3.1.5. Microstructure and Size Distribution of Oil Droplets
Optical microscopy revealed that all emulsion droplets exhibited a regular, nearly spherical morphology with distinct interfacial edges (Figure 3C), consistent with the report of Tu et al. (2024a) [15]. However, after treatment at higher microwave powers (≥540 W), a substantial increase in mean droplet size was observed, accompanied by noticeable droplet aggregation. These observations aligned well with the increased emulsion particle size, decreased ζ-potential absolute value, and rheological properties. This phenomenon can be ascribed to microwave-induced denaturation of interfacial proteins, which weakens the mechanical strength and electrostatic stabilization provided by the interfacial film. Consequently, droplet aggregation occurred, leading to the destabilization of the emulsion system. These results indicated that high-power microwave pretreatment (≥540 W) significantly promotes the overall disruption of emulsion stability.

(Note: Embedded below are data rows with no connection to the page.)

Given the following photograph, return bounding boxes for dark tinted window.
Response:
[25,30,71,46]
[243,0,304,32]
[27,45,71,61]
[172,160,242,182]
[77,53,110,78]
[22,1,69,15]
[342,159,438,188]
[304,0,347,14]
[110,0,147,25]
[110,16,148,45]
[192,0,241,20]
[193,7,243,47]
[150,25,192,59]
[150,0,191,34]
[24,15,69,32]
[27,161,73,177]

Further microstructural analysis of the emulsions extracted from pretreatments with different microwave powers was performed using confocal laser scanning microscopy (CLSM). As illustrated in Figure 4, the untreated POBE was filled with red fluorescent triglycerides and surrounded by a green fluorescent protein membrane, thus exhibiting the characteristic structure of emulsio [27]. It was observed that as the microwave power increased (particularly ≥540 W), there were many large aggregates. The observed microstructural changes could be attributed to the fact that the electrostatic repulsive force of the POBE after microwave treatments was insufficient to overcome the attractive forces, which led to an unstable aggregation phenomenon. This agreed with the findings of Zaaboul et al. (2019) in their study on destabilization of the interfacial structure of roasting-induced peanut oil bodies [9].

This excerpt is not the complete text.